Berlekamp-Massey Algorithm not working for Syndrome's Least significant Symbol being 0

Berlekamp-Massey algorithm

I am trying to implement this algorithm in above picture. The Berlekamp-Massey algorithm solves the following problem in a RS(n,k) system : Given a syndrome polynomial

S(z) = {S(n-k-1),........S(2),S(1),S(0)}

, finds the Smallest degree Error polynomial. This algorithm works fine for all Syndromes but when S(0) becomes 0, the error polynomial is incorrect. Is there anything missing from the algorithm mentioned ??


  • At what point does it fail? Is it failing to produce an error locator polynomial, or does it create one that doesn't have the proper roots, or is it failing later, such as the Forney algorithm?

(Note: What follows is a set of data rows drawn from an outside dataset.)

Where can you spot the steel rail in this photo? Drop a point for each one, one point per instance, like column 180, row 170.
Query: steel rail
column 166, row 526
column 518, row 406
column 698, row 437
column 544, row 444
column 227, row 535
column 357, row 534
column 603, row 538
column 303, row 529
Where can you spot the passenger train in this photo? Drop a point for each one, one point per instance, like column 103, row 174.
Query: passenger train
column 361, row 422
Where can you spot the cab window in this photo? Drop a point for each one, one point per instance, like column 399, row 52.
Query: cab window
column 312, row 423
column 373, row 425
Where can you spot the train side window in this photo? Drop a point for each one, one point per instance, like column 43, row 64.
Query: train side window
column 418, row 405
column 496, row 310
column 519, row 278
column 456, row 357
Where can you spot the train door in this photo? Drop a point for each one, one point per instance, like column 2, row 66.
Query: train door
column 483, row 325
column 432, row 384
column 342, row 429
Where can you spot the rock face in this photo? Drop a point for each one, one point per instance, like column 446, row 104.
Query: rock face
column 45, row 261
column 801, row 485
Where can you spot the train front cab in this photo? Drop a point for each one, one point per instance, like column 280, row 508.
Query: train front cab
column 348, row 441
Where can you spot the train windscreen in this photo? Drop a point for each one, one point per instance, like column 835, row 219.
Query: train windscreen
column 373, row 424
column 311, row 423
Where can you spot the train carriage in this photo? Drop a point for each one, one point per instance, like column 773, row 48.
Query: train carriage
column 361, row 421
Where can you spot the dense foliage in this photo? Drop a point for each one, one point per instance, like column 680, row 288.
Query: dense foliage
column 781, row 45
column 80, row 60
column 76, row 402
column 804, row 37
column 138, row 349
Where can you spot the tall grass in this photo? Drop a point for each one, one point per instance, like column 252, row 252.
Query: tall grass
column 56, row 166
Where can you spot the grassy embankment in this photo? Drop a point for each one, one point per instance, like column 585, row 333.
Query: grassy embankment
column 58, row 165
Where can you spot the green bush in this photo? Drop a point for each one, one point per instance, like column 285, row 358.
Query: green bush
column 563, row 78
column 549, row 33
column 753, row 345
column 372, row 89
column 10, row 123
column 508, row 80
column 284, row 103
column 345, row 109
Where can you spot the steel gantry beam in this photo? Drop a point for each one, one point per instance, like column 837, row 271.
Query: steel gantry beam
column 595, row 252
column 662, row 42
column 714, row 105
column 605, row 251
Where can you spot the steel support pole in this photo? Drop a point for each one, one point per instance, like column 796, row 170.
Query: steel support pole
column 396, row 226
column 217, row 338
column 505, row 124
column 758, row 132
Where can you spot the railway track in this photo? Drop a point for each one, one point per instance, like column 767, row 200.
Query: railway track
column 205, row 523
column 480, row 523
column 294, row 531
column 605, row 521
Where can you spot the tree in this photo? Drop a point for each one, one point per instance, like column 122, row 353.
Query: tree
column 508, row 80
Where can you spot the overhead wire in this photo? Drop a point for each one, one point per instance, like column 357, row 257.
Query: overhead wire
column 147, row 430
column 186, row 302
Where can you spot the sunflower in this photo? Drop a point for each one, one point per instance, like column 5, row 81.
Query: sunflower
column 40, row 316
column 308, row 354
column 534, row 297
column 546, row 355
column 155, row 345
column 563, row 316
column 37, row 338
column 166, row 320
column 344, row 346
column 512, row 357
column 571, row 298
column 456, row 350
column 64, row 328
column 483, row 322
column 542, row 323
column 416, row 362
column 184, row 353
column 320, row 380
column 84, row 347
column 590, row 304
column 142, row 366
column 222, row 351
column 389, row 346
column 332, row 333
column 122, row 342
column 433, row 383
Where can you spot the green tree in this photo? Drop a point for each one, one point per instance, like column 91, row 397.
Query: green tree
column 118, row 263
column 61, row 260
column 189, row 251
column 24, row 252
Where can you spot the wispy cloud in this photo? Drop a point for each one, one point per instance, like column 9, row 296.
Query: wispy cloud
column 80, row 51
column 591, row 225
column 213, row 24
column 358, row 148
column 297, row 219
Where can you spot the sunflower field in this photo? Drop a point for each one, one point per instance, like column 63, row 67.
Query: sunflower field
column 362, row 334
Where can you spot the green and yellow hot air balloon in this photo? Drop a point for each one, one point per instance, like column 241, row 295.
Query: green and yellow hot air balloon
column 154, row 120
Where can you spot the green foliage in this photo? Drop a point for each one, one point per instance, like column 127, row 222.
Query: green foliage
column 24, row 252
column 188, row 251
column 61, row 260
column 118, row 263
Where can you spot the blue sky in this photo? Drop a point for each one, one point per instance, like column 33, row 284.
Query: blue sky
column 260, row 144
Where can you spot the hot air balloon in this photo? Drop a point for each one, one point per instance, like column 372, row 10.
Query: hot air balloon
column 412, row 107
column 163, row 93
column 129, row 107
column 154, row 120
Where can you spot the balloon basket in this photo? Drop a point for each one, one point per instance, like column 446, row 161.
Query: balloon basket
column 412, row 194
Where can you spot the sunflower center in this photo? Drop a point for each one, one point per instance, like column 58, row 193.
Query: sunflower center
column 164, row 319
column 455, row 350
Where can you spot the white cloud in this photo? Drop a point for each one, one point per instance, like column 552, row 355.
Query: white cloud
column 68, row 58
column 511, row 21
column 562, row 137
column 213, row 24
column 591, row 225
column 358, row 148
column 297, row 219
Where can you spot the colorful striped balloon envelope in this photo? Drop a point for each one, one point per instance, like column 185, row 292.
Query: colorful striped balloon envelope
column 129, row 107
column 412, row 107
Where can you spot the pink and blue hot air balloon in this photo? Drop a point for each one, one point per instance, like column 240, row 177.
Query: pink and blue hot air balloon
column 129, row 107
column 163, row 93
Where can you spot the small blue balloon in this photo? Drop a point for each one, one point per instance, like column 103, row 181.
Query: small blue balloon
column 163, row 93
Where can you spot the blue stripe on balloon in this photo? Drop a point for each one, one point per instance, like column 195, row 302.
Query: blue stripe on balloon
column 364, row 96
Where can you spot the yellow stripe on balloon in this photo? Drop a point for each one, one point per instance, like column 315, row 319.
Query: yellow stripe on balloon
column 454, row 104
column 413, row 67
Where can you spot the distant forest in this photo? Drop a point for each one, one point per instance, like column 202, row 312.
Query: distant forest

    I'm not sure if you really mean S(0) in your question. Most articles define S(j) as the sum of elements times successive powers (locations) of (alpha^j). It's important that the syndromes used by a decoder are based on the roots of the generator polynomial, if the first consecutive root = FCR = alpha^0 = 1 (g(x) = (x-1)(x-alpha)(x-alpha^2)...), use S(0) through S(n-k-1), or if FCR = alpha (g(x) = (x-alpha)(x-alpha^2)...), use S(1) through S(n-k).

    Any RS decoder should work, despite zero syndromes, as long as there aren't too many zero syndromes (which would indicate an uncorrectable error).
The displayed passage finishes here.